• Michel Chlastacz

Les Pays de la Loire adoptent la nouvelle Convention TER avec la SNCF


08/04/2022 - Le 24 mars 2021, à l’occasion de la session budgétaire de Conseil régional, la Région des Pays de la Loire a adopté la nouvelle Convention d’exploitation TER avec la SNCF qui couvre la période 2022-2031.


Un accord qui « offre des conditions plus favorables pour les usagers et pour la Région », indique le communiqué, qui précise que cet accord « anticipe et intègre l’ouverture progressive à la concurrence du réseau ferroviaire ».


Plus concrètement, dès 2022, on verra une augmentation de 5% du nombre de trains (dont 3% dans le changement horaire de décembre 2021, ndlr.) qui sera suivie en 2023 d’un nouvel accroissement qui portera ce nombre à 11% en comparaison de 2021.


Et cela en dépit d’une baisse globale des coûts à hauteur de 10% pour la Région qui bénéficiera, en outre, d’un « mécanisme protecteur » en cas de non-réalisation du plan de transport acté par les deux parties.


Selon la nouvelle convention, le « risque commercial », en cas de recettes inférieures ou supérieures aux prévisions, sera désormais « mieux partagé » avec un ratio qui est fixé à 50/50.

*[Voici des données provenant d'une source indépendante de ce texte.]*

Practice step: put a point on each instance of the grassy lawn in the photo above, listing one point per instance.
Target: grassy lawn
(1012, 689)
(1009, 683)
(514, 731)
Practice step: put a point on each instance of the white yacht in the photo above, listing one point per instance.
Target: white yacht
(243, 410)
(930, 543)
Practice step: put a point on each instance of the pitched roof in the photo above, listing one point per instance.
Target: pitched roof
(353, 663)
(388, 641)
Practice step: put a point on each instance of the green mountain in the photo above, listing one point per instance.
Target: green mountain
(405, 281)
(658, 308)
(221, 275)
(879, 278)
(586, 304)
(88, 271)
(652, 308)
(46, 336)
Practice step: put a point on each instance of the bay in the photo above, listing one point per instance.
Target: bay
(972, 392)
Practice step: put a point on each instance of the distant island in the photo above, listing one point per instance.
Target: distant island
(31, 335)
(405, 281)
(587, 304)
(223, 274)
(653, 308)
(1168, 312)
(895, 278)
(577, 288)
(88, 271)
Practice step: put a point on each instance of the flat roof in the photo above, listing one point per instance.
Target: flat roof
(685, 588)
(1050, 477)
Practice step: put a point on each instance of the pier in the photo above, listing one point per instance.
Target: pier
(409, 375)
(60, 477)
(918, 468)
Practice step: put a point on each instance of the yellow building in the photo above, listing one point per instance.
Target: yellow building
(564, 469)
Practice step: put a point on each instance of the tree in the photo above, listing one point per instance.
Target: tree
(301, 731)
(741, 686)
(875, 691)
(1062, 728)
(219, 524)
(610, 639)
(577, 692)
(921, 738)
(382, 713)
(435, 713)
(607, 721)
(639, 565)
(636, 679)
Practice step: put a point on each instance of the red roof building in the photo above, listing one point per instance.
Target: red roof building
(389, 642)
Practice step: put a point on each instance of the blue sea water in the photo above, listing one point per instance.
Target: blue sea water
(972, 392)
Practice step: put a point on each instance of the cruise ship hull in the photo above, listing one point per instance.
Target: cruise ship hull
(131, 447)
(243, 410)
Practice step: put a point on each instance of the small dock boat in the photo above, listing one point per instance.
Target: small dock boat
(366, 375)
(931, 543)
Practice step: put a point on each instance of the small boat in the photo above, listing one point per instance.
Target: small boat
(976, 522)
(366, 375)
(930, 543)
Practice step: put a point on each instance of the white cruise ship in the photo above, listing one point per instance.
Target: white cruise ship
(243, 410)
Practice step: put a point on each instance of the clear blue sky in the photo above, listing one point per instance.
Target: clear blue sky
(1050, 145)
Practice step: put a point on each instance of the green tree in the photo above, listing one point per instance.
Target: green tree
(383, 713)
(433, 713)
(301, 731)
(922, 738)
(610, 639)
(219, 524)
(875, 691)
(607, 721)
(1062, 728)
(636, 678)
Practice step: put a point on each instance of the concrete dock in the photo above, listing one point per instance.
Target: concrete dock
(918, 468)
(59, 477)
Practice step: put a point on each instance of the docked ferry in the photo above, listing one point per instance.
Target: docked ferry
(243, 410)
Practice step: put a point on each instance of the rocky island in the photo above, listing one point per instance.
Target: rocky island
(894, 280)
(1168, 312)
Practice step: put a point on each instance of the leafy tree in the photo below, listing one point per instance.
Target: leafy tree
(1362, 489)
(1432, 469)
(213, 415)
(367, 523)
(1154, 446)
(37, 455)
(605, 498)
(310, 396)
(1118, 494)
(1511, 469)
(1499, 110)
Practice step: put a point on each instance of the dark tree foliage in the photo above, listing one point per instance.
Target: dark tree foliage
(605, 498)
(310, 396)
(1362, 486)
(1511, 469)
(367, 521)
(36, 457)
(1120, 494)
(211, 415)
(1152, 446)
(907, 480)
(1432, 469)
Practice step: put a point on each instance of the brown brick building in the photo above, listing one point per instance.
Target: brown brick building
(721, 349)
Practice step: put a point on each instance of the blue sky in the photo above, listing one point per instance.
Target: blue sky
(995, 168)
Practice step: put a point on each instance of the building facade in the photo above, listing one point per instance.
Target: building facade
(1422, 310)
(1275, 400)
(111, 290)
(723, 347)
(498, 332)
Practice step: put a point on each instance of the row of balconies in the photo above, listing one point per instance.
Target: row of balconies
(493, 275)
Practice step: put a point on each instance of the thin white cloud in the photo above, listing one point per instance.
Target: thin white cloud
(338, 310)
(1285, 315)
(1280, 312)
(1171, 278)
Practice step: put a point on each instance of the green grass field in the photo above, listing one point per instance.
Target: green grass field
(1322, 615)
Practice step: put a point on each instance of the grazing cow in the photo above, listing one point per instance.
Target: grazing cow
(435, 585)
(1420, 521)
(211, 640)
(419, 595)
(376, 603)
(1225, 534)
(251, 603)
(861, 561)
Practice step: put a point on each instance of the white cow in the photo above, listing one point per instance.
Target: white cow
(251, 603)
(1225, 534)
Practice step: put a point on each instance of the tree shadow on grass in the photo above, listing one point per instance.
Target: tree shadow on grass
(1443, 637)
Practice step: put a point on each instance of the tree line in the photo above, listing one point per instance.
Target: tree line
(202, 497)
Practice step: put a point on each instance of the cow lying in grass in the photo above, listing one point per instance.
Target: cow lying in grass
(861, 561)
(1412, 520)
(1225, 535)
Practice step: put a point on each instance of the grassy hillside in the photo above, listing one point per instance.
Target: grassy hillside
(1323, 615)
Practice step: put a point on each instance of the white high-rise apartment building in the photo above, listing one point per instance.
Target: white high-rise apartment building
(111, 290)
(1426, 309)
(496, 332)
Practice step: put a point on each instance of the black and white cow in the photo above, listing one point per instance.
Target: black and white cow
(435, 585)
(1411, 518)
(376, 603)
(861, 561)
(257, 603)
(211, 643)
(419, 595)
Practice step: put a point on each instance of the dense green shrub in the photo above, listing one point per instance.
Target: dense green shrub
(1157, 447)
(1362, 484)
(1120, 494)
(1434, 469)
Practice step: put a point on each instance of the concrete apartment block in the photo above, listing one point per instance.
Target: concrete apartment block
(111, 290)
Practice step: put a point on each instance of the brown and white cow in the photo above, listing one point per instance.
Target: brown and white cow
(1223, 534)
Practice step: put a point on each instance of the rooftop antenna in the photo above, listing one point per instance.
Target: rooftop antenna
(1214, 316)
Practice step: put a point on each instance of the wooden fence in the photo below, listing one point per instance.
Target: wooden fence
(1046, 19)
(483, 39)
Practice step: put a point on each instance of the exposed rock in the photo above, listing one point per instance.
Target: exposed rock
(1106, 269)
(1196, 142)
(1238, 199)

S’ajoutent, en cas de non-circulation d’un train programmé, de nouvelles conditions d’indemnisation plus favorables aux usagers abonnés comme occasionnels ainsi que le maintien des volumes horaires d’ouverture des guichets dans les gares.



L’ombre de la concurrence


L’arrivée prévue de la concurrence durant la période 2024-2031 et qui devrait à terme concerner environ 10% de l’offre TER* implique à partir de 2025 l’intégration dans la Convention de clauses de « gestion de correspondances [...] avec les autres opérateurs ferroviaires ».


Ainsi, « l’opérateur dont le train est en retard devra assurer la prise en charge des voyageurs ».

Cet ensemble de « précautions » est donc destiné à faciliter le passage à la concurrence.


Reste la question du volume de l’offre SNCF, dont le niveau est fixé jusqu’en 2023, et de son éventuel redéploiement progressif sur les lignes qui resteront sous la gestion de l’opérateur historique au fur et à mesure de l’augmentation de la part des nouveaux entrants dans le marché...


 

* Une ouverture qui s’organisera sur la base de cinq « lots » géographiques (voir « Mobilités Magazine », 28 octobre 2021).